Role Title: Observability Engineer
Employment Type: Contract
Duration: 6 Months (Potential Extensions)
Location: Cleveland, OH area – Hybrid (4 days onsite / 1 day remote)
About the Role
We are seeking an experienced Observability Engineer to support and expand a centralized enterprise observability platform. This initiative is focused on building a true “single pane of glass” monitoring environment using modern telemetry and monitoring technologies including Prometheus, Grafana, and Loki.
The current environment captures approximately 50% of server telemetry and is now evolving to include cross-domain observability across infrastructure, applications, databases, storage, and business transaction data. Long-term goals include enabling AI/ML-driven anomaly detection and intelligent root-cause analysis.
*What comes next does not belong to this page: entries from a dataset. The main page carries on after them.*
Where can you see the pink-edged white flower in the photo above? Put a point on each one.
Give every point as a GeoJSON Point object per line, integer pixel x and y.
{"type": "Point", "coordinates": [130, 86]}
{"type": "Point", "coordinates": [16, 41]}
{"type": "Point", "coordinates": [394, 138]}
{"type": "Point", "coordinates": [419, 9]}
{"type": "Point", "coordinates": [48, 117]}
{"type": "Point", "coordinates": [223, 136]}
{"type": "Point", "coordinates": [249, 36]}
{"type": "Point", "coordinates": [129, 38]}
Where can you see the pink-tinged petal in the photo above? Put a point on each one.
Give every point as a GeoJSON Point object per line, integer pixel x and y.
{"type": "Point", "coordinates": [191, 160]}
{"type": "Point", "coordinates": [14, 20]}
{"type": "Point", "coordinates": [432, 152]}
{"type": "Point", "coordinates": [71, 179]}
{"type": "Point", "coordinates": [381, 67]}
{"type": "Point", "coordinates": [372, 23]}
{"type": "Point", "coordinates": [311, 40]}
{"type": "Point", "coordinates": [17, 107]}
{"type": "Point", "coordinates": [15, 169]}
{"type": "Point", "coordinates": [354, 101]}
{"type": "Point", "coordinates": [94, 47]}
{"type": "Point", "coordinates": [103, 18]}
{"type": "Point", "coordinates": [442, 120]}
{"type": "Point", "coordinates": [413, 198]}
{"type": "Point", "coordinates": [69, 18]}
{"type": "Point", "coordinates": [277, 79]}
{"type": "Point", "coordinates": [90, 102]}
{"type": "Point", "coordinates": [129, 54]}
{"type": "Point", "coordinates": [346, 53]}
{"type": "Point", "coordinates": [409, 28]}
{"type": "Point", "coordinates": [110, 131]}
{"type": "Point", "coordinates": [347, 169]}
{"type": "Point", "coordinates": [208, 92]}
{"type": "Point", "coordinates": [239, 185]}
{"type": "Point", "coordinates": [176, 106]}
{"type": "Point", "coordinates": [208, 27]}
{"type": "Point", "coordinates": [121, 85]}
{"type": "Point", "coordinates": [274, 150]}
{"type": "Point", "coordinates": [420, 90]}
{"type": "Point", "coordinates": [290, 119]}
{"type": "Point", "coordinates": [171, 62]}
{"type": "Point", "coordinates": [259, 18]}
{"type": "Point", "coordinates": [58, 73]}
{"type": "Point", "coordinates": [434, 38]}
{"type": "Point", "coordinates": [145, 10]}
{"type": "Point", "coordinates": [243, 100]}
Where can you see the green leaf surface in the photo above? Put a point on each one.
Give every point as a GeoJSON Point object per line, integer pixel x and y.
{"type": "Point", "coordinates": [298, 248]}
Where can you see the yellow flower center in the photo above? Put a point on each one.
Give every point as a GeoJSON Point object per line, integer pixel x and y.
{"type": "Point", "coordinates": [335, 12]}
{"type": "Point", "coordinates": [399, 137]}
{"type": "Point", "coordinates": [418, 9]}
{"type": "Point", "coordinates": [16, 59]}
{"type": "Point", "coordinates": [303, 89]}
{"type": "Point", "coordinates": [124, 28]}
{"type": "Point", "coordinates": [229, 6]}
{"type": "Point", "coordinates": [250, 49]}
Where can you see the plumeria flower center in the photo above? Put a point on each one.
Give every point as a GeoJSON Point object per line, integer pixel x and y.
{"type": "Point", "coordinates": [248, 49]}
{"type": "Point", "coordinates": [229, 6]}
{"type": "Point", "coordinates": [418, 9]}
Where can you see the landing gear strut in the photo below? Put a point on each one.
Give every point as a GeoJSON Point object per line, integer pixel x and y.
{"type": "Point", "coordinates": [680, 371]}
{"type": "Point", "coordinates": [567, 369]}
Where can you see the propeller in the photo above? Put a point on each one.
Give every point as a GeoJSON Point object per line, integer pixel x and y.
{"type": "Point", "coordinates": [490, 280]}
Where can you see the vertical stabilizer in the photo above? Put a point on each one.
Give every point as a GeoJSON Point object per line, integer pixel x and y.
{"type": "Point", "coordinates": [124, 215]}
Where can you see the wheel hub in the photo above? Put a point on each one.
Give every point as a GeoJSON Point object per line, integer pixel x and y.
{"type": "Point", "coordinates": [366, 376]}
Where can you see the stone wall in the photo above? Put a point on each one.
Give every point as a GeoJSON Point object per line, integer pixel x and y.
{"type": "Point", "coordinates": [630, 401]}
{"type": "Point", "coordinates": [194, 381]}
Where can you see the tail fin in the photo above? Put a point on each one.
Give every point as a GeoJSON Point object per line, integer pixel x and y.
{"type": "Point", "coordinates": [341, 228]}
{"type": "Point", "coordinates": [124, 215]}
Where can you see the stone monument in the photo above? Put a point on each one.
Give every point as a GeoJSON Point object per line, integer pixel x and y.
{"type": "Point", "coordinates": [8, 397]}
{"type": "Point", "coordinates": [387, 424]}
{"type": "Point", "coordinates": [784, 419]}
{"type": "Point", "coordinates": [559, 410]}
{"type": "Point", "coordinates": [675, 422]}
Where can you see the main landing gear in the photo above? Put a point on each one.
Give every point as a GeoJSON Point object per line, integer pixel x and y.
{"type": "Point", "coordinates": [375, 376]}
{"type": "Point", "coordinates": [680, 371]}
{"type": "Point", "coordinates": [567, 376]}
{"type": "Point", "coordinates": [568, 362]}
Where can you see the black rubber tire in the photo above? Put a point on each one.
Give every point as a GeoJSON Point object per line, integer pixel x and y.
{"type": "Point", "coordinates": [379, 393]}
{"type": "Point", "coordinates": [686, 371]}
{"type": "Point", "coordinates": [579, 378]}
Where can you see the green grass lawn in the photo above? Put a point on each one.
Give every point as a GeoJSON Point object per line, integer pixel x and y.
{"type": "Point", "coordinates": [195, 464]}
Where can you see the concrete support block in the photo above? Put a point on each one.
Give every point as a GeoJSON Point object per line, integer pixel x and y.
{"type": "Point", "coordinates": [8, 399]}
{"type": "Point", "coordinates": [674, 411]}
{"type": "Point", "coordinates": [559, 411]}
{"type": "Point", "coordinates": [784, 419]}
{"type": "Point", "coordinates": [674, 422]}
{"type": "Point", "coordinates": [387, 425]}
This is an opportunity to play a key role in building an enterprise-wide operational intelligence platform.
Responsibilities
- Expand telemetry ingestion across infrastructure, databases, storage platforms, applications, and network environments
- Assist with onboarding remaining systems and extending monitoring beyond traditional OS metrics
- Build and enhance Grafana dashboards that correlate infrastructure health with application performance and business transaction metrics
- Develop and maintain synthetic monitoring scripts using Playwright or similar tools to simulate critical user journeys
- Configure and optimize alerting workflows using Alertmanager and Loki
- Improve signal-to-noise ratio and reduce alert fatigue through better event management practices
- Establish and maintain telemetry labeling standards and data quality practices
- Support troubleshooting, root-cause analysis, and operational documentation efforts
- Partner with engineering and infrastructure teams to drive observability best practices across the enterprise
Required Qualifications
- Hands-on experience with:
- Prometheus
- Grafana
- Loki
- Alertmanager
- Strong experience writing PromQL queries and building Grafana dashboards
- Experience designing or supporting enterprise observability and monitoring platforms
- Ability to collect and normalize telemetry across:
- Servers
- Databases
- Storage environments
- Networks
- Applications
- Experience with synthetic monitoring tools such as Playwright or Selenium
- Strong Linux command-line experience
- Experience editing and managing YAML and JSON configuration files
- Knowledge of alert routing, escalation workflows, and reducing alert fatigue
- Understanding of telemetry standards, labeling strategy, and data hygiene practices
- Strong troubleshooting and analytical skills
Preferred Qualifications
- Oracle and SQL database experience
- Experience with SNMP, network flow data, or infrastructure performance monitoring
- Exposure to AI/ML-based observability or anomaly detection initiatives
This role offers the opportunity to help shape the future of enterprise monitoring and observability while working on high-impact initiatives supporting large-scale infrastructure and application environments.